Looking at the trial-by-trial data for each participant, 3-target trials seemed to fall into three different types. First, there were trials in which eye gaze stayed in approximately the same place for the duration of the motion period (Fig. 1A). Second, there were trials in which gaze seemed to pursue the overall motion of the three targets (Fig. 1B). Finally, there were trials in which gaze tended to jump from the vicinity of one target to another (Fig. 1C). The tendency to follow one of the above patterns was quantified by comparing the eye gaze position to the position of each dot.
We conducted a location competition analysis to determine the location to which gaze was closest.

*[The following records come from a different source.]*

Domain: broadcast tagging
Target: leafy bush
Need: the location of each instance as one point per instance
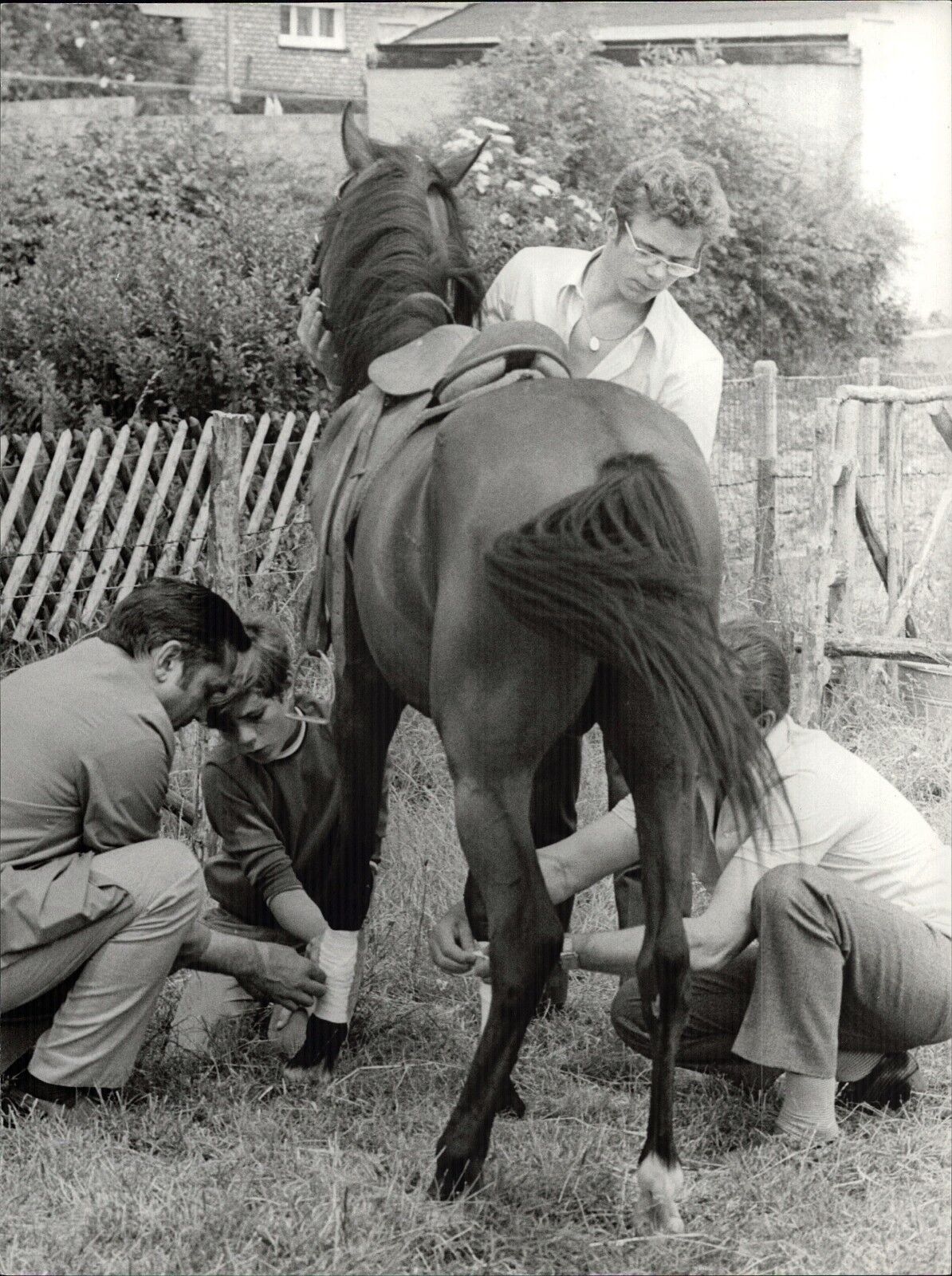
(805, 274)
(155, 171)
(116, 42)
(142, 268)
(202, 314)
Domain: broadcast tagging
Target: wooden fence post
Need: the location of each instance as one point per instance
(895, 533)
(225, 506)
(871, 416)
(844, 539)
(766, 518)
(814, 667)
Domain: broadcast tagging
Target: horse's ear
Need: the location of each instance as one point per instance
(359, 150)
(454, 169)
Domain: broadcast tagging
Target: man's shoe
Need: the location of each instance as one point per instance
(888, 1085)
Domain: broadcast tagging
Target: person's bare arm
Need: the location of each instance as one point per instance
(269, 973)
(714, 938)
(568, 867)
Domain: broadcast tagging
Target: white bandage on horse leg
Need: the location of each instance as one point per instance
(486, 988)
(340, 957)
(486, 1003)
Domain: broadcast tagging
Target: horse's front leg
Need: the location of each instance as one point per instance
(365, 718)
(525, 941)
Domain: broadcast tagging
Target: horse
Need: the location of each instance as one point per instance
(544, 559)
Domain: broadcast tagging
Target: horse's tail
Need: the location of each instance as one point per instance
(616, 571)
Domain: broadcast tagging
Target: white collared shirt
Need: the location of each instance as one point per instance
(848, 820)
(844, 817)
(667, 357)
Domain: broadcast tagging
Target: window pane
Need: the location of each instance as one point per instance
(325, 17)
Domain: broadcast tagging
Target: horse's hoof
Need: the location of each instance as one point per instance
(454, 1177)
(660, 1187)
(321, 1046)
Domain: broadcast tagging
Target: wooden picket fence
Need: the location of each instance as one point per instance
(89, 514)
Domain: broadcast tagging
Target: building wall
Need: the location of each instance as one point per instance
(818, 105)
(907, 151)
(262, 63)
(412, 101)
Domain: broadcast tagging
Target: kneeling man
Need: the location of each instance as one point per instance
(96, 906)
(826, 950)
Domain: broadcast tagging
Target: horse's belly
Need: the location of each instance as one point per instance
(393, 571)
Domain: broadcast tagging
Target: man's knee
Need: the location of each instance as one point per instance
(628, 1018)
(163, 876)
(785, 886)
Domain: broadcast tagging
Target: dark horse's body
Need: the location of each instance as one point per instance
(546, 558)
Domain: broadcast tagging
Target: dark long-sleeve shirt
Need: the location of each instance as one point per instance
(277, 822)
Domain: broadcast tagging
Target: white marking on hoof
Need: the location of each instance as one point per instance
(660, 1186)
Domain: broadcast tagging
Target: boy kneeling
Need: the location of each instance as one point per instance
(272, 794)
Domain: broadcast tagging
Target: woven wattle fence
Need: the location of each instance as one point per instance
(89, 514)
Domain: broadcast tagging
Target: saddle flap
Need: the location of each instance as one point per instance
(512, 345)
(419, 365)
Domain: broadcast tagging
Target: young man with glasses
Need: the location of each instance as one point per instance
(613, 308)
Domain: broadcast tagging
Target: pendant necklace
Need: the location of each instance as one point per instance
(594, 341)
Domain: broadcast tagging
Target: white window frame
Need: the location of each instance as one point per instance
(295, 41)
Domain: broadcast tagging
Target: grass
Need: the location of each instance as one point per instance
(216, 1167)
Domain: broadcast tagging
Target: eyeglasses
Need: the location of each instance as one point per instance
(646, 257)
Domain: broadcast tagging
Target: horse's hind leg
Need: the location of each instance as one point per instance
(664, 790)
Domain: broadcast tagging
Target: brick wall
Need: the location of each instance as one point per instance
(262, 63)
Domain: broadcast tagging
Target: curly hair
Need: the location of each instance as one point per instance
(686, 191)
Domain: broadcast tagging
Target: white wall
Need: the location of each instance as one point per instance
(411, 101)
(907, 152)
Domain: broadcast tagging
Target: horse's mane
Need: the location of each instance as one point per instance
(382, 248)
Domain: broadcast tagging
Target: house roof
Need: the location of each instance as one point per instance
(635, 19)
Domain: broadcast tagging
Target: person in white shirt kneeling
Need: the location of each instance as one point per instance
(826, 950)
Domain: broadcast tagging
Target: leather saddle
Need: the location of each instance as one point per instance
(415, 386)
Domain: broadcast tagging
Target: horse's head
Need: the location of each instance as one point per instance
(392, 259)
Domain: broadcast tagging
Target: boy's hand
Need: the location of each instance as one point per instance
(452, 946)
(278, 974)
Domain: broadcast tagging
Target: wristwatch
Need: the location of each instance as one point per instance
(569, 957)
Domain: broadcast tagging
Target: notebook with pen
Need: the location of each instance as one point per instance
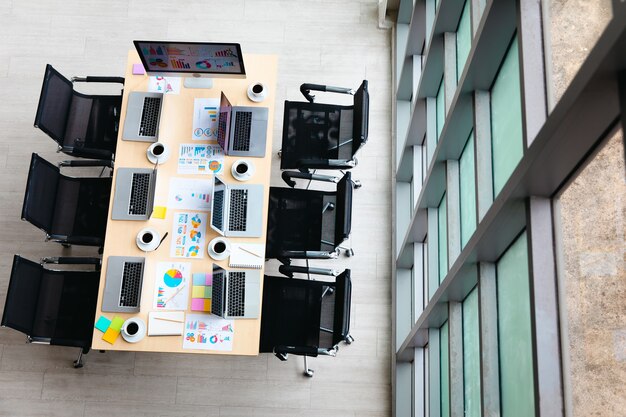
(247, 255)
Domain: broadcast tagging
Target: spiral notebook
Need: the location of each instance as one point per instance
(247, 255)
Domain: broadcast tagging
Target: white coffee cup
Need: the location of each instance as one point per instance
(148, 239)
(219, 248)
(257, 92)
(242, 170)
(158, 152)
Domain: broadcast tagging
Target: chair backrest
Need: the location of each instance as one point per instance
(343, 209)
(41, 193)
(361, 117)
(49, 305)
(54, 104)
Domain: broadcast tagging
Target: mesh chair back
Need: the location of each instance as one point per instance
(22, 295)
(361, 117)
(54, 104)
(291, 313)
(41, 192)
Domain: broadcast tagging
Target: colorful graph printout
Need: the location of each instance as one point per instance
(166, 85)
(190, 194)
(188, 235)
(171, 287)
(205, 116)
(200, 159)
(204, 331)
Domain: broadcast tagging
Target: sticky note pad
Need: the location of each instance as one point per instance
(197, 291)
(111, 335)
(117, 323)
(198, 279)
(138, 69)
(159, 212)
(103, 324)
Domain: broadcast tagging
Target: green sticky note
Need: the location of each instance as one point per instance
(117, 323)
(103, 324)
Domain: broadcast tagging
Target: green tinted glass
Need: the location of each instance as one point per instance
(463, 40)
(506, 119)
(514, 332)
(467, 189)
(471, 356)
(445, 371)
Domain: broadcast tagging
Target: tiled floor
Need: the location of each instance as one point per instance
(322, 41)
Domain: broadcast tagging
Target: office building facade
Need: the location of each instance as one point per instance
(509, 208)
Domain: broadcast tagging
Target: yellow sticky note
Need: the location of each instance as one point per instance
(116, 323)
(110, 335)
(197, 291)
(159, 212)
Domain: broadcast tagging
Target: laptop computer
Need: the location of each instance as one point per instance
(122, 290)
(143, 114)
(237, 210)
(242, 131)
(236, 294)
(134, 193)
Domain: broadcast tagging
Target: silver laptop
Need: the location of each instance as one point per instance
(242, 131)
(122, 291)
(134, 193)
(236, 294)
(143, 114)
(237, 210)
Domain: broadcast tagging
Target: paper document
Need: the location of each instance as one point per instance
(172, 286)
(190, 194)
(203, 331)
(200, 159)
(247, 255)
(205, 117)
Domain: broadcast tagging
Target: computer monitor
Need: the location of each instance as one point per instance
(199, 62)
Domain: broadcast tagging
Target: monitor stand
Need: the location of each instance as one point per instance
(193, 82)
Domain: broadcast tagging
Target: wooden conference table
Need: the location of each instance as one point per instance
(175, 129)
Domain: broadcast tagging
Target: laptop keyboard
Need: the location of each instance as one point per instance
(139, 191)
(131, 284)
(236, 293)
(217, 295)
(238, 210)
(150, 116)
(241, 136)
(218, 209)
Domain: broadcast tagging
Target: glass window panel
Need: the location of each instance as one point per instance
(441, 109)
(514, 332)
(471, 356)
(506, 119)
(443, 239)
(463, 39)
(467, 189)
(445, 370)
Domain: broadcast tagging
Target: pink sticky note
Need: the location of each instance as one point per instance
(138, 69)
(197, 304)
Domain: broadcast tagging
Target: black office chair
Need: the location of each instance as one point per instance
(309, 224)
(82, 125)
(305, 317)
(52, 306)
(324, 136)
(70, 210)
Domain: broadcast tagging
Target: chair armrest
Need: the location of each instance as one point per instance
(86, 163)
(288, 270)
(288, 175)
(91, 79)
(306, 88)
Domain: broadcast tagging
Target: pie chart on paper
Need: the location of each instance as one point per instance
(173, 278)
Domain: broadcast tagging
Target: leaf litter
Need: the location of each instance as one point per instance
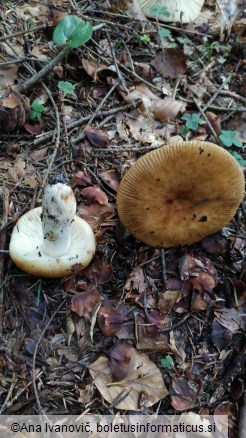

In this procedure, each dot was assigned a weight of zero at the beginning of the trial, and weights were then adjusted after each frame such that the dot closest to the fixated position received an increase in its weight by 7 while the remaining 7 dots received a decrease in weight of 1. The dot with the highest weight value on a given frame was then considered the winner for that frame. Summing the total time that each dot was the winner across all frames and averaging across trials, we measured the average percentage time that gaze was directed towards each dot. The advantage of this analysis is that accumulating weights provide a history that is resistant to frame-to-frame noise in the data. Similar results were found with analysis of the proportion of time the fixation was within a specified window around each dot.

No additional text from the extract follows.